I have a story in mind that I’d like to write, and that’s
unusual. I’m a poet and essayist, primarily, and while I’m regularly visited by
the kinds of urgencies that lead to work in those genres, stories rarely come
knocking.
When they do, I accommodate them the best I can. I struggle
a little with plot—pinning down the arc, determining the conflict, providing
sufficient action (as a poet, I can get caught up in a character’s fascinating
thoughts on a subject, and then forget that a story requires a bit more than
that).
Writing a story serves two purposes for me. First and
foremost, it makes the story go away.
If I don’t write it, I’m going to continue thinking about it until I do. The
second use of a story is to clear the poem-mind so that it can more easily move
on to some other style or concern. Without a creative project to serve as a
palate-cleanser, I can get mired in the same ideas and approaches for a bit too
long.
When teaching, I often tell fiction writers that it is an
excellent idea to take a poetry workshop. Poetry helps all prose writers in
myriad ways. Primarily, it makes them more conscious of language and its
rhythms. It also helps them to condense their prose and avoid wordiness. It
also offers a practice of thinking in layers, so that there are several things
happening at once, and any given statement can be read multiple ways. All of
these poetic traits are distinguishing features of literary fiction.

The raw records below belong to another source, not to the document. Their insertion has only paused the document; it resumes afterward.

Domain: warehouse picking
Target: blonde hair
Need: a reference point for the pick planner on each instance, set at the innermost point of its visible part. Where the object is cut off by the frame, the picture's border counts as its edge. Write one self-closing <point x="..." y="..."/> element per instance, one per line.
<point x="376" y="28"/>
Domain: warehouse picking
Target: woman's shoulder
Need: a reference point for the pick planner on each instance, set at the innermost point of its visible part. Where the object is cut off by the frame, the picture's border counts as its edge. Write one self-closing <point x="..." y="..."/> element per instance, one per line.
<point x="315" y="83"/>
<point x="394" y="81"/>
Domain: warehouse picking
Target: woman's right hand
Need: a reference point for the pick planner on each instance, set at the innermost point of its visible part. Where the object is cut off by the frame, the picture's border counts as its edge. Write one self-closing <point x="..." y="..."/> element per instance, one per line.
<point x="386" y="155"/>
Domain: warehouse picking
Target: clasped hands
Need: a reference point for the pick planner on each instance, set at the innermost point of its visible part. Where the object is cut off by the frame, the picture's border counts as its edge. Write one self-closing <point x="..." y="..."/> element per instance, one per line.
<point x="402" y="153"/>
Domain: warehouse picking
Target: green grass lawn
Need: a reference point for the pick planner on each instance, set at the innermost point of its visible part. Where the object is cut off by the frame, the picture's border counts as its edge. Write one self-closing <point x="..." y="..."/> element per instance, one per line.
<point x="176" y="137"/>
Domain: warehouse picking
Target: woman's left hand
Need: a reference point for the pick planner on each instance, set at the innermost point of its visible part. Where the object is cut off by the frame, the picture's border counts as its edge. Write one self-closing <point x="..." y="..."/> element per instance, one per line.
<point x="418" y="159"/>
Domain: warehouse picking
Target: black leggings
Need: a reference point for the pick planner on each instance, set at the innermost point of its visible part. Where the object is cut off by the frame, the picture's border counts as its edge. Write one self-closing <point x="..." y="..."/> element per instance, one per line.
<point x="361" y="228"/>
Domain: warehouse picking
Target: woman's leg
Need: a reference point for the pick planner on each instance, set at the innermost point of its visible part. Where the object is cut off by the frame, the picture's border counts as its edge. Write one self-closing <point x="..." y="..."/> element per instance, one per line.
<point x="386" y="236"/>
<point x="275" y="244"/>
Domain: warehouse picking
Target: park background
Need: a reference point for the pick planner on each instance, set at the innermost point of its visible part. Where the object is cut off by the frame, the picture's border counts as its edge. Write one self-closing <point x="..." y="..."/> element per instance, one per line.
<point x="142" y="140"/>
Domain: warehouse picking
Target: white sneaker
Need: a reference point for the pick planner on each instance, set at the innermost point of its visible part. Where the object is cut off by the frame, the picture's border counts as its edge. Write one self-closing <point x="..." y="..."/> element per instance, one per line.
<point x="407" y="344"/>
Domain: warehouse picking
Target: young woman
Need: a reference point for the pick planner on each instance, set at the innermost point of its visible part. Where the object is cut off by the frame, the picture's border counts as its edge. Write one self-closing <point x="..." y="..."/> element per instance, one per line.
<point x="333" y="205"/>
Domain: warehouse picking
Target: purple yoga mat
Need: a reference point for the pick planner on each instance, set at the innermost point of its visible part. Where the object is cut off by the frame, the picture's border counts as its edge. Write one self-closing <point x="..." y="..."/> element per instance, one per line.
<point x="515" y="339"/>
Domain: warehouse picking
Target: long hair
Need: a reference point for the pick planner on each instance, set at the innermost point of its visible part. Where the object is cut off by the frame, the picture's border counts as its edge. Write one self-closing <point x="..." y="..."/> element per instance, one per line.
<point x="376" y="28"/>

So fiction writers benefit from poetry. But … do poets
benefit from learning or experimenting in fiction? I can’t help but think the
answer is, largely, no, particularly for the lyric poet.
What could fiction offer to the lyricist? A thorough
exploration of Freytag’s pyramid is of limited use to a lyric poet or even a narrative
one, because the movements of a poem, and even of a story within a poem, are so
very different from those of a typical story. Nor does a poet need to
understand character development, something that a fiction practitioner
establishes over the course of a story. Contemporary fiction is character
driven, and development of a rich inner life adds texture and meaning. But
poetry makes meaning differently, and a little more efficiently. This, too,
seems like an unnecessary part of a poet’s education.
Would a poet benefit from a deeper understanding of point of
view? Maybe. But POV expectations are different in a poem. Would a poet benefit
from gaining a fiction writer’s understanding of setting or form or dialogue?
Doubtful. These, too, function differently in a poem. Likewise, a deep
understanding of the rhetoric or structure of a poem is of limited benefit to a
fiction writer, since fiction has its own rhetorics.
Alone in the fiction concerns that a poet might benefit from
studying at any length is a thorough grasp of arc. Poets, too, are often guilty
of false starts—of not recognizing the boundaries of a piece of writing. It’s a
special danger of fiction—this business of writing a long story only to find
out that the first eight pages weren’t needed, or that the thing should have
ended at the halfway point. Poets struggle with false starts and droning
endings, too, but I would suggest that the strategies we employ for determining
whether these problems are present are not entirely the same as an interrogation
of a story arc.
On the other hand, I think learning more about fiction is
just a good thing to do—just like learning about physics or car repair or
French cooking can enhance one’s life and one’s writing. I’m really just
suggesting that poetry study transfers specific
benefits to the prose writer, but fiction study is only generally useful to a
poet.
And, no, it’s not true that by writing this, I’m just trying
to get a rise out of my fiction-writing friends. That’s just an added benefit.
I'd like to go on record as saying that I agree. However, there are a few fiction writers whose work is somewhat poetic.
ReplyDeleteI very much agree! I love good fiction, and I benefit from it. The benefits of fiction study to a poet are just not direct; poetry study benefits fiction writers in very specific and direct ways.